Batista already feeling pressure
Argentina coach Sergio Batista quickly felt the pressure after he arrived late to his team's first training session for the Copa America.
Expectations in Argentina are enormous for the team to win the South American championship and its first major title in 18 years.
Argentina is the host country and Manchester City striker Carlos Tevez said it would be a ''failure'' if two-time World Cup champion Argentina failed to win it.
''It won't be a failure,'' Batista replied on Wednesday. ''We are obliged to win it - we're in Argentina. Expectations are big and Argentina, like in everything, is obliged to be successful.''
Batista missed the early part of the training after being delayed in Brazil because of flights grounded by ash from a Chilean volcano.
Batista and a core of young players were returning from two matches abroad - a 4-1 loss at Nigeria and a 2-1 loss at Poland.
Argentina's top players such as Lionel Messi, Tevez and Javier Mascherano made the first practice, which was conducted by assistant coach Alejandro Tocalli.
Argentina opens the Copa America on July 1 against Bolivia, and is expected to reach the final and face Brazil.
Batista is also feeling the heat from Julio Grondona, the embattled president of the Argentine Football Association.
Grondona charged Batista with ''auctioning off the prestige'' of the national team following the lopsided loss last week at Nigeria, in which Batista fielded only second-line players.
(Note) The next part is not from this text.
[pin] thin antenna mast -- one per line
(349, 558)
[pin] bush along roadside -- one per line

Three days later, the same squad lost 2-1 to Poland.
Grondona, president of AFA for 32 years, has his own problems.
The leading daily La Nacion last week called for him to resign, questioning his leadership after acknowledging recently that he made sure there was no drug testing for a World Cup playoff in 1993 between Argentina and Australia.
Grondona said drug tests were not obligatory at the time. Grondona is the senior vice president of FIFA, the No. 2 behind president Sepp Blatter.
Daniel Passarella, who coached Argentina and was a member of its World Cup-winning teams in 1978 and 1986, also called last month for Grondona to step down.
Grondona has been accused of looking the other way at hooligan violence at club matches. A nonprofit organization says 256 people have died in football-related violence in Argentina since 1924 - 13 in just the past year. A match last weekend was suspended when a police officer was wounded in a shootout between rival hooligan gangs. The wound was not life-threatening.
FIFA, the governing body of football, is also investigating Argentina's 4-1 loss to Nigeria with betting patterns suggesting it was targeted by match-fixers. Neither AFA nor Argentine players have been implicated.